Roméo recula, se décolla d'elle plus qu'il ne recula, comme pour lui montrer qu'il acceptait et non qu'elle l'avait repoussé. Une grande main vint contre l'une des siennes et elle lui arracha ce qu'il restait de sa culotte tandis qu'il souriait, très amusé par sa réaction.

Tu crois au coup de foudre Juliette ? C'était pour rire, et puis... Je n'ai pas pu m'en empêcher. Allez viens, j'ai faim !

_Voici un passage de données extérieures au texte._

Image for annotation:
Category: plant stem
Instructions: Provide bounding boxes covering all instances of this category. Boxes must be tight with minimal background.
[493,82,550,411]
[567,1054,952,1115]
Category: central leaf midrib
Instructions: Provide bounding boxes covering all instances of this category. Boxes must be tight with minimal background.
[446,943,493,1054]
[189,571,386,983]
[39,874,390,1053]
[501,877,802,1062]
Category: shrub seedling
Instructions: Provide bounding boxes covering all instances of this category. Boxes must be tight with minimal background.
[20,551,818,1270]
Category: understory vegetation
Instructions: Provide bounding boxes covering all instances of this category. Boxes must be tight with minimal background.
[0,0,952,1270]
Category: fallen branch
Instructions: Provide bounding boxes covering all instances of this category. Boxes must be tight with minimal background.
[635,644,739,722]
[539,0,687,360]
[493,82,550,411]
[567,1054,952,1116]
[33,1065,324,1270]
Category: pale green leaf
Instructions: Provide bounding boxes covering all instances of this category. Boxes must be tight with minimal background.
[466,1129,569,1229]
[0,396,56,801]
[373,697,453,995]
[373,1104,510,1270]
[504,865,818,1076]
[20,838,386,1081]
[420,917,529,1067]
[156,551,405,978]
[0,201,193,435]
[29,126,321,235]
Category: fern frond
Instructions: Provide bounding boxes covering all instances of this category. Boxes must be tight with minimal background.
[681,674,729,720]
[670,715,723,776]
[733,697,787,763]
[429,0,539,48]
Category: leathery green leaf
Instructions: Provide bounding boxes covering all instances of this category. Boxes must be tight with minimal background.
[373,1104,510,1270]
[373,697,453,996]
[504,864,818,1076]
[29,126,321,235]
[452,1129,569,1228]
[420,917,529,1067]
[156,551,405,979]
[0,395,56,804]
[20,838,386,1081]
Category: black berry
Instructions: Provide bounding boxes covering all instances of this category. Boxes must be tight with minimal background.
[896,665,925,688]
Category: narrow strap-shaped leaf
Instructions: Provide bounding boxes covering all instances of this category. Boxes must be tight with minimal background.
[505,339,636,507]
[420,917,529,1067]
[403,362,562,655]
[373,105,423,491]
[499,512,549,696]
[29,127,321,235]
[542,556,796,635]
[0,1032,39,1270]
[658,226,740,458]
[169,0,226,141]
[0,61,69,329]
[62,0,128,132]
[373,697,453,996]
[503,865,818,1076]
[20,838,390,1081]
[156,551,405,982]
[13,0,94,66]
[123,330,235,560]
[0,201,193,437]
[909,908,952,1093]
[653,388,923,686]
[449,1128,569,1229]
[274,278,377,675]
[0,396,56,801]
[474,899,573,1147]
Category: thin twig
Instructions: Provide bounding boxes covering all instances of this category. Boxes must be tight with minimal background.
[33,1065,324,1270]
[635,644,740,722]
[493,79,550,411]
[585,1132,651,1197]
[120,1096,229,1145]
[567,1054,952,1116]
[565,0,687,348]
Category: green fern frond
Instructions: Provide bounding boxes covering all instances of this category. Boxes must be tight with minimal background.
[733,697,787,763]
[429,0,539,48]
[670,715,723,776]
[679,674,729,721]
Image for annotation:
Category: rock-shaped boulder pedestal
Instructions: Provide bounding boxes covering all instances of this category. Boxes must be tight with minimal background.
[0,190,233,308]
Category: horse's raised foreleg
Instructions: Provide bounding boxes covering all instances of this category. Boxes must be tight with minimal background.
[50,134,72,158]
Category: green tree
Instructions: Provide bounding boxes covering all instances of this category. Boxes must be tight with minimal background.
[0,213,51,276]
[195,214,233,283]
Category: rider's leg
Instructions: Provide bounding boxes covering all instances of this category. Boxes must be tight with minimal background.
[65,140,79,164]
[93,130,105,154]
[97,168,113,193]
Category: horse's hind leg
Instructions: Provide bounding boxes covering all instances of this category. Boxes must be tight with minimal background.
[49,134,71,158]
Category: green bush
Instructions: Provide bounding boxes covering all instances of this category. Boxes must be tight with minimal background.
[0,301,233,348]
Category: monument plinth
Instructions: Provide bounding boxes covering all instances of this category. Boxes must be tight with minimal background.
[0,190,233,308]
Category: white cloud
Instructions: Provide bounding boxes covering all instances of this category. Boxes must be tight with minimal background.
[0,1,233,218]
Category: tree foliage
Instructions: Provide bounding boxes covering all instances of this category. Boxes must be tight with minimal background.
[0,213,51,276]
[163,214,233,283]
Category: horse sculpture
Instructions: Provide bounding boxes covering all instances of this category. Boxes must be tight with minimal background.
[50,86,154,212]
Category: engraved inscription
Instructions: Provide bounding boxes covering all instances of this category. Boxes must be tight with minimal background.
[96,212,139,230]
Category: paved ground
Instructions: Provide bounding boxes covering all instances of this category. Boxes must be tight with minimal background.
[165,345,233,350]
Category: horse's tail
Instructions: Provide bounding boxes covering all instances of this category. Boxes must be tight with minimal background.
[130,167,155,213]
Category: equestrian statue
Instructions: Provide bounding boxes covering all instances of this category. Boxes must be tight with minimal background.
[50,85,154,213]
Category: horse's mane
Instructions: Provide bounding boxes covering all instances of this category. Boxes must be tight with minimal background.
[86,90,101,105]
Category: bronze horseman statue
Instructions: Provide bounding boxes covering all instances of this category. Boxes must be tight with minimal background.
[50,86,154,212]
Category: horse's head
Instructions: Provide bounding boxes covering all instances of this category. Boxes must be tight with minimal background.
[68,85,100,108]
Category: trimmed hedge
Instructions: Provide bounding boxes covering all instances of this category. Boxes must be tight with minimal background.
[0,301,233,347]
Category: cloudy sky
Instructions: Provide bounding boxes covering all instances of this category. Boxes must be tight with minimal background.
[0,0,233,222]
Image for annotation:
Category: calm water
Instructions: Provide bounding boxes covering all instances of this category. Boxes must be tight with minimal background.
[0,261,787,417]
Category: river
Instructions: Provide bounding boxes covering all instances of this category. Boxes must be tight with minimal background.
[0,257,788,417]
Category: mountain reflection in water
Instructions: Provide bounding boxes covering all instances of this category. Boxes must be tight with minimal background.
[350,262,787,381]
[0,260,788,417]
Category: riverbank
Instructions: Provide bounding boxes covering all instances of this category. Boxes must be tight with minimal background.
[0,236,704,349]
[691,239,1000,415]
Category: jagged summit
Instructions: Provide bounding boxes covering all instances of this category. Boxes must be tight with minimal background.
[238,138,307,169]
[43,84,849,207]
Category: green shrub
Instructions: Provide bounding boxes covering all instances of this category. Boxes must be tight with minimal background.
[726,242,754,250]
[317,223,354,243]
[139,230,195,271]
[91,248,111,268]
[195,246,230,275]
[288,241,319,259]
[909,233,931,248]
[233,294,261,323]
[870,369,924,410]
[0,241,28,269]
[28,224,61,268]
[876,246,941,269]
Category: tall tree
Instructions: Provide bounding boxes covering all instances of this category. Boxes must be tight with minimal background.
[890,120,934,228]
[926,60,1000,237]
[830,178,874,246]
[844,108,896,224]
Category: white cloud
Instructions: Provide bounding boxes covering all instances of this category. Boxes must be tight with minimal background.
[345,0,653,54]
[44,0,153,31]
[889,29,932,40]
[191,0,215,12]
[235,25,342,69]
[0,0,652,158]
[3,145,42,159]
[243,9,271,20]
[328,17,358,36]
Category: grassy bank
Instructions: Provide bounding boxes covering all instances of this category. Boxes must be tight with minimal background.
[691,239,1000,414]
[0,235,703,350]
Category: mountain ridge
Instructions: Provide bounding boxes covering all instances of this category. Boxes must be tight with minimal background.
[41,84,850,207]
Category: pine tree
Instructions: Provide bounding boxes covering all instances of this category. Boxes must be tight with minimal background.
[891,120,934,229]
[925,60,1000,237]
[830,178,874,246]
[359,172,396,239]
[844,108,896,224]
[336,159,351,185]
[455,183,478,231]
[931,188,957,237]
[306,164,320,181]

Elle resta immobile, regardant autour d'elle si les badauds avaient vu la scène. Les quelques personnes qui passaient dans la rue ne semblaient même pas savoir qu'elle existait. Cela la rassura et l'énerva du même coup. Personne n'avait rien vu mais personne peut-être ne viendrait à son aide.
Elle osa relever les yeux vers l'homme, sachant par avance qu'il souriait toujours. Comme elle était venue, sa colère avait disparue et elle resta silencieuse le fixant sans pouvoir s'en empêcher .
A nouveau elle ne put s'empêcher de le trouver très beau. Elle avait honte de ce qu'elle lui avait laissé faire et cela l'effraya.
Quand il s'approcha, elle eut soudain peur et recula lentement, gagnant le mur et cria presque...

Laissez-moi tranquille !

Il ne souriait plus et même, semblait triste. Il s'approcha et très lentement avançà sa main vers elle, prenant celle qu'elle tendait vers lui en un geste qu'elle espérait menaçant.
Sourire à nouveau. Mais sourire triste, déçu... Et il parla...

Je ne te ferai jamais de mal Juliette tu sais...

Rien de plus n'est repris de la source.